De nombreux secteurs seront directement touchés, en particulier les services et la construction et les travaux publics directement tributaires des marchés publics, qui seront inévitablement réduits en raison du manque de financement.

Nous pensons que les conséquences seront graves, en particulier la disparition de pans entiers de l’économie et ses conséquences; le licenciement des travailleurs, s’il n’y a pas de mobilisation générale de tous les acteurs: Etat, systèmes financiers, entreprises et syndicats.

N’est-il pas temps de mettre enfin en œuvre des réformes économiques?

De nombreux pays dans le monde, des plus développés à certains pays de notre sous-région, ont lancé des programmes audacieux pour soutenir les ménages, les entreprises et sauver leur économie du naufrage.

Cela prendra beaucoup d’argent, d’efforts et d’imagination, mais cela empêchera d’autres crises graves après la fin de Covid.

L’Algérie ne doit pas rester dans le vide sur les modèles classiques de décision politico-administrative. Vous devez oser sortir des sentiers battus, dialoguer avec toutes les parties prenantes et être courageux et innovant.

Le développement de l’écoute et du dialogue est déjà un pas en avant, et c’est ce que fait le nouveau gouvernement, au nom de Monsieur le Président, en attendant les décisions sur le terrain.

À notre avis, l’Algérie n’a plus beaucoup de marge de manœuvre pour mettre en œuvre des réformes économiques structurelles et couper le cordon ombilical avec les cours mondiaux du pétrole. Nous avons perdu beaucoup de temps et raté de nombreuses occasions de lancer des réformes et de moderniser notre économie.

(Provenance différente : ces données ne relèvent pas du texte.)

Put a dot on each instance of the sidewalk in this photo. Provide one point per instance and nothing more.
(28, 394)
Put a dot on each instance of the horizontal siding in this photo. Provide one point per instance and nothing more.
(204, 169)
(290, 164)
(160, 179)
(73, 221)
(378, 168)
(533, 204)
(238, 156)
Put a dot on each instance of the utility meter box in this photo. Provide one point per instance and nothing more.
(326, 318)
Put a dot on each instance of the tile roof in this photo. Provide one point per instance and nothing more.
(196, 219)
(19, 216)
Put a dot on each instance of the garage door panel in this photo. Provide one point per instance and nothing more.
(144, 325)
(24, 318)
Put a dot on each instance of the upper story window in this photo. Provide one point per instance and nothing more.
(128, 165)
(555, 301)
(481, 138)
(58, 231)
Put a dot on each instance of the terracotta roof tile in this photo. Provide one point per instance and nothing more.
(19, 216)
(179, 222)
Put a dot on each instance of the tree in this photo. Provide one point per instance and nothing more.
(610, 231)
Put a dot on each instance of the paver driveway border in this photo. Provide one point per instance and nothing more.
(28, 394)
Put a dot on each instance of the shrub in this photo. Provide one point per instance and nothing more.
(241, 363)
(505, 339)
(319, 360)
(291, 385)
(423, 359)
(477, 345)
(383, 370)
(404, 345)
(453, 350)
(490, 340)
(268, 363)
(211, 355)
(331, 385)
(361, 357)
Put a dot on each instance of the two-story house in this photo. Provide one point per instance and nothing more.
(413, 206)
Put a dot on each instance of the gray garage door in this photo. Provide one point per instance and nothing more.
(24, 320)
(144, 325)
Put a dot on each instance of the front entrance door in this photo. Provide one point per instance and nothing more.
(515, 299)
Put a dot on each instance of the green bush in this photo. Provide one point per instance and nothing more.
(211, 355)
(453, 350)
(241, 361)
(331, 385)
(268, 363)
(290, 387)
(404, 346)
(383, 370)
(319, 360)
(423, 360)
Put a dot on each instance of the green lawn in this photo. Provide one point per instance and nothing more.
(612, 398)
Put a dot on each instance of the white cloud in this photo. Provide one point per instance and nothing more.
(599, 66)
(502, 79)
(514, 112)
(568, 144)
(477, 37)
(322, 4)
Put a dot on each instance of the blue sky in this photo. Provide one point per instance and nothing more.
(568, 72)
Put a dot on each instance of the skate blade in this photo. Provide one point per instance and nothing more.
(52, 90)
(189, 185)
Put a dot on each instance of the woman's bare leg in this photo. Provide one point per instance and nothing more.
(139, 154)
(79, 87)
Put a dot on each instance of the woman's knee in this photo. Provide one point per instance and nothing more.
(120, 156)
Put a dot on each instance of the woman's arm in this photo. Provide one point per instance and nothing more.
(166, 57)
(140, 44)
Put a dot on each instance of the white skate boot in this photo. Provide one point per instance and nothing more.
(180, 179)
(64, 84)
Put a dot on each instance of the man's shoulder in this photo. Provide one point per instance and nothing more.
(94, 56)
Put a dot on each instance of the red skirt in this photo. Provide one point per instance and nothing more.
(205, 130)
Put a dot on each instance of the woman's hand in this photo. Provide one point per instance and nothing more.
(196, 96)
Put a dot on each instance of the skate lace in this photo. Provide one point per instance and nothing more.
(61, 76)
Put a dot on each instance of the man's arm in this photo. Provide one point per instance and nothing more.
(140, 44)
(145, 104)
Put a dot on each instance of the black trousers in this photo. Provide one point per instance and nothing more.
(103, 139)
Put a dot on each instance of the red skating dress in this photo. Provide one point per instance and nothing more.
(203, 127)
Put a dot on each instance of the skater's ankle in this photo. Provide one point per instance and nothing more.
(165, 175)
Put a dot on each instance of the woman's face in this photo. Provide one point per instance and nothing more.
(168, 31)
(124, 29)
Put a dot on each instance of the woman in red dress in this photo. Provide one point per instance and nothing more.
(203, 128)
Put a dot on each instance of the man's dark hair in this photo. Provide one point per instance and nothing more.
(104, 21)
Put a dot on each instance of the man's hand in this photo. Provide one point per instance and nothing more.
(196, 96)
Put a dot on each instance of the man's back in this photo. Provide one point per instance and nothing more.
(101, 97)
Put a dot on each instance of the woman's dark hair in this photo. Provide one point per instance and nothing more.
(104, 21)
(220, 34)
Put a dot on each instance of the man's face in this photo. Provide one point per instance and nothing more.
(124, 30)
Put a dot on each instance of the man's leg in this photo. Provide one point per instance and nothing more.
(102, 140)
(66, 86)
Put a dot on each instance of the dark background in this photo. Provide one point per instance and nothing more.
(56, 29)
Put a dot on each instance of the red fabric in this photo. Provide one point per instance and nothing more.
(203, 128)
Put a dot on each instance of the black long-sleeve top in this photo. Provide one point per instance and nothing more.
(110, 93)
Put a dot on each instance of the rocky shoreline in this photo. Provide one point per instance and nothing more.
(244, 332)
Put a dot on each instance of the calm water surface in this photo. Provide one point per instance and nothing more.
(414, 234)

Cette pandémie a également révélé l’ampleur de la fracture numérique et le temps perdu par l’Algérie pour engager notre économie sur la voie de la modernité et du savoir.

Avec une vitesse Internet relativement élevée, le développement des moyens de paiement, la modernisation du système financier, le développement de l’e-gouvernement et du e-commerce et même du e-travail, nous aurions pu atténuer les conséquences de la crise.

Cela nous a présenté la vérité de notre énorme ralentissement et celle des occasions manquées lorsque nous avions les ressources financières et le temps. Il n’est pas trop tard pour faire ce qui s’impose, Monsieur le Président et le Gouvernement ont mis le rattrapage numérique et l’économie du savoir comme vecteur de sous-développement et cela donne de l’espoir.

Après la stabilisation politique, le programme du président et ses différentes interventions de modernisation de notre économie, ainsi que l’essentiel du programme du gouvernement, laissent espérer un virage vertueux vers des réformes irréversibles.

Il y aura de la vie après la crise sanitaire et nous devons amener notre économie sur la voie de réformes structurelles, profondes, sérieuses et irréversibles.

Le lieu de la concurrence loyale, la transparence, la liberté de faire des affaires et d’investir, le lieu des investissements directs étrangers, des connaissances et des connaissances, un système financier modernisé, l’élimination de la discrimination, la flexibilité dans les relations de travail, la numérisation et l’économie du savoir doivent être clairement et définitivement définis.

Êtes-vous optimiste quant à l’avenir?

Il y aura de la vie après la crise de Covid-19 et nous devons nous préparer à construire une nouvelle Algérie par la suite et à surmonter les conséquences de ces différentes crises qui se chevauchent avec dévouement et solidarité.

Je dois maintenir mon optimisme pour ne pas sombrer et perdre espoir. Nous sommes et nous nous engageons auprès de nos autorités à contribuer à la construction d’une économie moderne et diversifiée, déconnectée du prix du pétrole et où la place de la science et du savoir sera restaurée.